- Born: 28 January 1918 Stockholm, Sweden
- Died: 13 February 1987 (aged 69) Hässelby, Sweden
- Known for: President of the Swedish Ice Hockey Association
- Honours: IIHF Hall of Fame

= Arne Grunander =

Swedish ice hockey executive

Arne Grunander (28 January 1918 – 13 February 1987) was a Swedish ice hockey executive. He helped lead Djurgårdens IF Hockey to nine championships and served as president of the Swedish Ice Hockey Association from 1978 to 1983. He was inducted into the IIHF Hall of Fame posthumously in 1997.

==Career==
As a youth, Grunander played football alongside Birger Sandberg, where he helped his school win the Crown Prince's trophy in 1937.

In 1948, Grunander took over as chairman of Djurgårdens IF Hockey and in his first year with the team helped them qualify for the then-highest league, Allsvenskan. From the 1948 season onwards, Djurgården won nine Swedish championships between 1950 and 1963. As Grunander saw his team dominating the league, he was one of the first instigators that argued for a new elite series of Swedish hockey. Although the proposal was first shot down, by 1974 the Swedish Hockey Association eventually decided to create the Swedish Elite League. At Djurgården's 75th anniversary, Grunander was awarded a merit award from Djurgårdens IF, the overarching sports club of all departments.

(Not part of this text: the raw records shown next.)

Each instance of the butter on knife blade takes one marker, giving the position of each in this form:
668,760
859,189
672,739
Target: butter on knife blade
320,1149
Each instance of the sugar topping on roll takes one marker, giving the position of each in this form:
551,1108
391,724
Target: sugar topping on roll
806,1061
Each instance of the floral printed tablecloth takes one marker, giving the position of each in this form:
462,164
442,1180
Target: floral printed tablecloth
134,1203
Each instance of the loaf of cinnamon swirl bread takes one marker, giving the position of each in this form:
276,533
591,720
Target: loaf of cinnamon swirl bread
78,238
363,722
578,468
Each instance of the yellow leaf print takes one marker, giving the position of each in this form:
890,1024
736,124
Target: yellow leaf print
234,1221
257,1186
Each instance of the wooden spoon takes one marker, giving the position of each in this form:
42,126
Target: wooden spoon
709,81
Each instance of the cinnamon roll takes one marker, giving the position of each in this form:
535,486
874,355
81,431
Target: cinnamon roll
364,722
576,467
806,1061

Later in his career, Grunander helped recruit players from IK Göta to play for Djurgården, including Ove Malmberg who described him as a charismatic leader and hockey expert.

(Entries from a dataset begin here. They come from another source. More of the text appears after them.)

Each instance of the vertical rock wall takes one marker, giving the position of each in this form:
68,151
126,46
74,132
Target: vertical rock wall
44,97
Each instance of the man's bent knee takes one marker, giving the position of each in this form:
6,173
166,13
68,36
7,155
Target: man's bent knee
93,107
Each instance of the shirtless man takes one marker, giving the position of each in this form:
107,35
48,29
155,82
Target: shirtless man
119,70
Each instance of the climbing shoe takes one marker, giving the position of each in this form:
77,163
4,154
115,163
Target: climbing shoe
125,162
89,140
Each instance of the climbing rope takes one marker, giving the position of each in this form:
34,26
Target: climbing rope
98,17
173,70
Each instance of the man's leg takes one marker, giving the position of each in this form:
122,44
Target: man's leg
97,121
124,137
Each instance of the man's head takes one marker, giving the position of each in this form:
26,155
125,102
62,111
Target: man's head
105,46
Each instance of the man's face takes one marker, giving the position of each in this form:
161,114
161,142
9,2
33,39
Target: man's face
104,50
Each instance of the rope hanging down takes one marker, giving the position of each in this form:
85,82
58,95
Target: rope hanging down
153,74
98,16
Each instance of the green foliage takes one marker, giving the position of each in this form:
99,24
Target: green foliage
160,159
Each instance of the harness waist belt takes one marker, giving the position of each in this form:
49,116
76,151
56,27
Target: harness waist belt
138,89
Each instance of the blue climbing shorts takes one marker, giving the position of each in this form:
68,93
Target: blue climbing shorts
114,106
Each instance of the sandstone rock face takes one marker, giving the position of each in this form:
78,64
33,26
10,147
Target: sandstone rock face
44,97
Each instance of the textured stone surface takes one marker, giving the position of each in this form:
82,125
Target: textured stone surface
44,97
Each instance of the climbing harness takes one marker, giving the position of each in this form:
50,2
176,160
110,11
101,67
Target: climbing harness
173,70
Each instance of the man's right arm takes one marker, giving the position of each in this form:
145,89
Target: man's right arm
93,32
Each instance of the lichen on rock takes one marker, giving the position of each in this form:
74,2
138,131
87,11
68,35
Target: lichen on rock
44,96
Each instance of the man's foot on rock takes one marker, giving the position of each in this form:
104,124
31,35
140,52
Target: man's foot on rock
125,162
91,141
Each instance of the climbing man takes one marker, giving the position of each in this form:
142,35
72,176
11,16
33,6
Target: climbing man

Grunander also served as a council member of the Swedish Ice Hockey Association from 1968 to 1978 before being elected President in 1978.

Although he died on 13 February 1987, Grunander was inducted posthumously into the IIHF Hall of Fame as a builder in 1997.

==Personal life==
Grunander also worked in financial law off the ice and briefly as the IIHF auditor.